Informing Great Lakes Observing System Design with Convolutional Gaussian Neural Processes

Date:

Using uncertainty-aware machine learning to evaluate environmental observing strategies in the Great Lakes

Overview

Environmental observations are expensive, sparse, and often collected in locations that were chosen for historical or logistical reasons. This raises a fundamental question: if we can only observe part of a system, where should we place new sensors?

In this talk, I presented recent work using Convolutional Gaussian Neural Processes (ConvGNPs) and the DeepSensor framework to inform observing system design in the Great Lakes. These methods learn spatial covariance structures directly from environmental data and provide estimates of predictive uncertainty across space and time.

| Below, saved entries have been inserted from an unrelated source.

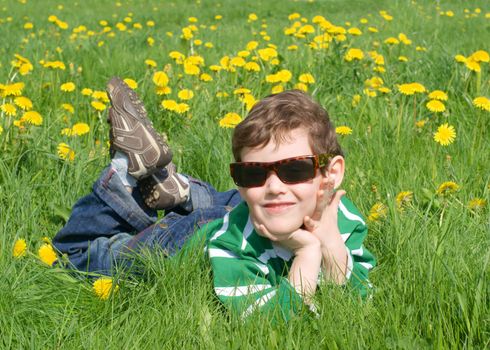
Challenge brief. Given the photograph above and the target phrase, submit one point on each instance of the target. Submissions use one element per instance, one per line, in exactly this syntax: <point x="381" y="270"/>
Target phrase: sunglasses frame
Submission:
<point x="319" y="161"/>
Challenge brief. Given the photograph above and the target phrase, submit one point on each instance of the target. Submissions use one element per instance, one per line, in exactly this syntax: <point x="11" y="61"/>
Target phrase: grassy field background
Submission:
<point x="431" y="242"/>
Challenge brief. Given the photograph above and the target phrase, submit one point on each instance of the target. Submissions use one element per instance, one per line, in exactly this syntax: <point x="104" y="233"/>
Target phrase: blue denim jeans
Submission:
<point x="110" y="222"/>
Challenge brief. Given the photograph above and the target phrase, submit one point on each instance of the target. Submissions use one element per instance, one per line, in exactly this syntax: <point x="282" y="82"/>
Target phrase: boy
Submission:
<point x="287" y="225"/>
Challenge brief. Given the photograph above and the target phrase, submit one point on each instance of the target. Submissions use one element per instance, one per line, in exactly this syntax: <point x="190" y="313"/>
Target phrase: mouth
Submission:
<point x="278" y="207"/>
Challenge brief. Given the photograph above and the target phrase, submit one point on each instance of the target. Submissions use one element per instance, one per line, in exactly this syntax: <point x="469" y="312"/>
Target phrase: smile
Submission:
<point x="278" y="208"/>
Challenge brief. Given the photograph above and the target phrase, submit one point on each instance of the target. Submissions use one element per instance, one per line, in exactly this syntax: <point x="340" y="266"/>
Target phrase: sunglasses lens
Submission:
<point x="248" y="175"/>
<point x="296" y="171"/>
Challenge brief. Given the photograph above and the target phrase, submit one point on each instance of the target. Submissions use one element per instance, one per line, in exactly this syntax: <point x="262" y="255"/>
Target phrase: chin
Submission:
<point x="283" y="229"/>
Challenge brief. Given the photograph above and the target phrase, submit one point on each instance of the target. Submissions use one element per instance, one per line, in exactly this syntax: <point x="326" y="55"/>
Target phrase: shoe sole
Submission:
<point x="142" y="162"/>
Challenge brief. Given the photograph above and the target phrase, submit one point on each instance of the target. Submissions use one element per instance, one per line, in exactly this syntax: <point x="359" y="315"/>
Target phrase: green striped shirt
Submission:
<point x="251" y="273"/>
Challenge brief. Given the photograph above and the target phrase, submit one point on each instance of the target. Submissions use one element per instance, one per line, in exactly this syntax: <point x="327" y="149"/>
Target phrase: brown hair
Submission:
<point x="277" y="115"/>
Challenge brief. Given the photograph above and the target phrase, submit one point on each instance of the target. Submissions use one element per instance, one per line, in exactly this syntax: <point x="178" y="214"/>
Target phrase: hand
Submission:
<point x="323" y="222"/>
<point x="297" y="241"/>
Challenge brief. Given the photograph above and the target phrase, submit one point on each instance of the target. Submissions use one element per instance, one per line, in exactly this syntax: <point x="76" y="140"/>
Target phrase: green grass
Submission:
<point x="432" y="278"/>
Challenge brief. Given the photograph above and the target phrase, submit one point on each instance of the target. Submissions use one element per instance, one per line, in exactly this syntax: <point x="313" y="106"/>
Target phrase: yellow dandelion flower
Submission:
<point x="249" y="101"/>
<point x="185" y="94"/>
<point x="181" y="108"/>
<point x="480" y="56"/>
<point x="32" y="117"/>
<point x="169" y="105"/>
<point x="237" y="61"/>
<point x="80" y="129"/>
<point x="473" y="65"/>
<point x="65" y="152"/>
<point x="20" y="248"/>
<point x="276" y="89"/>
<point x="438" y="95"/>
<point x="54" y="65"/>
<point x="460" y="58"/>
<point x="435" y="106"/>
<point x="445" y="135"/>
<point x="411" y="88"/>
<point x="160" y="78"/>
<point x="301" y="86"/>
<point x="267" y="53"/>
<point x="369" y="92"/>
<point x="150" y="63"/>
<point x="221" y="94"/>
<point x="402" y="199"/>
<point x="23" y="102"/>
<point x="307" y="78"/>
<point x="47" y="254"/>
<point x="13" y="89"/>
<point x="68" y="107"/>
<point x="477" y="204"/>
<point x="66" y="132"/>
<point x="378" y="211"/>
<point x="101" y="96"/>
<point x="284" y="75"/>
<point x="9" y="109"/>
<point x="354" y="54"/>
<point x="205" y="77"/>
<point x="354" y="31"/>
<point x="103" y="287"/>
<point x="97" y="105"/>
<point x="241" y="91"/>
<point x="343" y="130"/>
<point x="230" y="120"/>
<point x="392" y="41"/>
<point x="447" y="188"/>
<point x="67" y="87"/>
<point x="131" y="83"/>
<point x="191" y="69"/>
<point x="163" y="90"/>
<point x="87" y="92"/>
<point x="482" y="102"/>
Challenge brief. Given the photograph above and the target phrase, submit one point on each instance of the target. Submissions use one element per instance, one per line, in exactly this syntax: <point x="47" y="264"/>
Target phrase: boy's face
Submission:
<point x="281" y="207"/>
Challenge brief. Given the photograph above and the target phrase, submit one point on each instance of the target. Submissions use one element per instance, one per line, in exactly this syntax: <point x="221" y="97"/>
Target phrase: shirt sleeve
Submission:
<point x="360" y="260"/>
<point x="246" y="285"/>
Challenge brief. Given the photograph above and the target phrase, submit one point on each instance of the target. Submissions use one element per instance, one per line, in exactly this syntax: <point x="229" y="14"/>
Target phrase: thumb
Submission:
<point x="336" y="198"/>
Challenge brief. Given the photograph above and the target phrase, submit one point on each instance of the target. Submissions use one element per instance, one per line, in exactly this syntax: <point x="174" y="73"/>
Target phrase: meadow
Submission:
<point x="406" y="84"/>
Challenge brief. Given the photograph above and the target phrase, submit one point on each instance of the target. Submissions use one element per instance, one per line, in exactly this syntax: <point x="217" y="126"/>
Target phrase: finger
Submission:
<point x="310" y="224"/>
<point x="263" y="230"/>
<point x="336" y="198"/>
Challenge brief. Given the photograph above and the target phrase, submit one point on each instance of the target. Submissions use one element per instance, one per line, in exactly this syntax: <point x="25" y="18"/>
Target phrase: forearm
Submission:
<point x="334" y="258"/>
<point x="304" y="271"/>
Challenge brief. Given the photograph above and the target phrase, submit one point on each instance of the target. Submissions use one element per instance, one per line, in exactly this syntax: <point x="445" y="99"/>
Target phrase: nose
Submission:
<point x="273" y="184"/>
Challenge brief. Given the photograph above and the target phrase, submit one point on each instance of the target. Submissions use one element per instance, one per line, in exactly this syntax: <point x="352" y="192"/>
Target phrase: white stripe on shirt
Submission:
<point x="349" y="215"/>
<point x="221" y="253"/>
<point x="366" y="265"/>
<point x="223" y="228"/>
<point x="259" y="302"/>
<point x="240" y="290"/>
<point x="357" y="252"/>
<point x="247" y="231"/>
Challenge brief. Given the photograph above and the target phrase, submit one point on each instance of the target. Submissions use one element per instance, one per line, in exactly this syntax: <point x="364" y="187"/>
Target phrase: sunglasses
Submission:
<point x="290" y="170"/>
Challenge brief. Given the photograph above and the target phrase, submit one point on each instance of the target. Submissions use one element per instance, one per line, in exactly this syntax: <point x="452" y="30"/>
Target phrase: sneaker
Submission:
<point x="132" y="132"/>
<point x="164" y="189"/>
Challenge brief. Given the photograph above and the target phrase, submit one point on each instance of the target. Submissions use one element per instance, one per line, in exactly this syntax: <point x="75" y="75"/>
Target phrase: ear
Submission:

By identifying locations where uncertainty is highest, uncertainty-aware machine learning can help evaluate candidate observing strategies and highlight regions where additional observations may provide the greatest information gain.

Key Topics

  • Great Lakes observing system design
  • Convolutional Gaussian Neural Processes (ConvGNPs)
  • DeepSensor
  • Environmental uncertainty quantification
  • Sensor placement and information gain
  • Machine learning for environmental monitoring

Take-Home Message

Machine learning can help us explore observing system design choices, but it does not determine what an observing system should optimize for. Effective observing systems require both quantitative tools and human judgment about scientific objectives, stakeholder needs, and practical constraints.